With Google’s API security initiative Apigee, API security is growing up. And it’s not just IoT. Machine-to-machine data behind super-slick UX designs needs seamless interfaces that help move its masses of data with less friction, offering more responsive mashups of tech polled from locations far and wide. But to make this all “just work”, those more robust interfaces bake in more robust attack possibilities to potentially slurp data wholesale to parts unknown and at record speed.

Recently, we wrote about the spate of new startups at this year’s RSA Conference that tried to get attendees to wrap their heads around how to make sure an API doesn’t suddenly start misbehaving or does stuff no one knows about until it’s too late. It’s not just us: our friends at DarkReading purport to tally the mounting business losses associated with API hacks.

And now the heavyweights are moving into this space too, cementing API security as “A Thing”. Google’s Apigee Advanced API Security for Google Cloud aims to let organizations identify API misconfigurations and thwart malicious bots, the former being one of the main culprits of API security incidents.

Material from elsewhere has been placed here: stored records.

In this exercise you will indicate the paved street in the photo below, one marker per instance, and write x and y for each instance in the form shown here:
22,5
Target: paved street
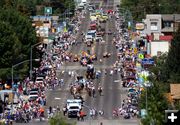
113,93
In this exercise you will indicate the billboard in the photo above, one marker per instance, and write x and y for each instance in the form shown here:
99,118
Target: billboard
139,26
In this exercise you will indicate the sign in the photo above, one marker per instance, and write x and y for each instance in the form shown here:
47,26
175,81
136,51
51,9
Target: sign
172,117
147,61
143,113
140,56
48,10
139,26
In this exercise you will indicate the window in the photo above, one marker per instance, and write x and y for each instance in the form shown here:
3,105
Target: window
167,24
154,26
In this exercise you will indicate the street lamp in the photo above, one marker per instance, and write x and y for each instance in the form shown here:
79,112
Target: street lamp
89,113
12,68
30,72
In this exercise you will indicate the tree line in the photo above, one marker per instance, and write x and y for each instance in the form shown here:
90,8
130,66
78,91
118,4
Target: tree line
17,33
139,8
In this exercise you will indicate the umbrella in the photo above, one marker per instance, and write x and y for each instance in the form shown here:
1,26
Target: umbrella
82,113
41,110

Luckily, there are tools from folks like the OWASP API Security Project where you can do a health check on your own APIs, or on those you interface with, which can serve as a baseline. They also have a drill-down about the most common misconfigurations and how to avoid them, so it’s a great place to start.
As we mentioned in our previous post, there were a bevy of API security startups darkening the halls at RSA, so you may also have some commercial options, with more coming in the future.

Expect to continue to see API hacks ramp up as companies wrestle with the prospect of securing yet-another-interface, this time an industrial one that sits at the heart of the cloud and big data, and – configured wrong – can allow vast troves of data to be siphoned off around the world to parts unknown. Just make sure it’s not your data.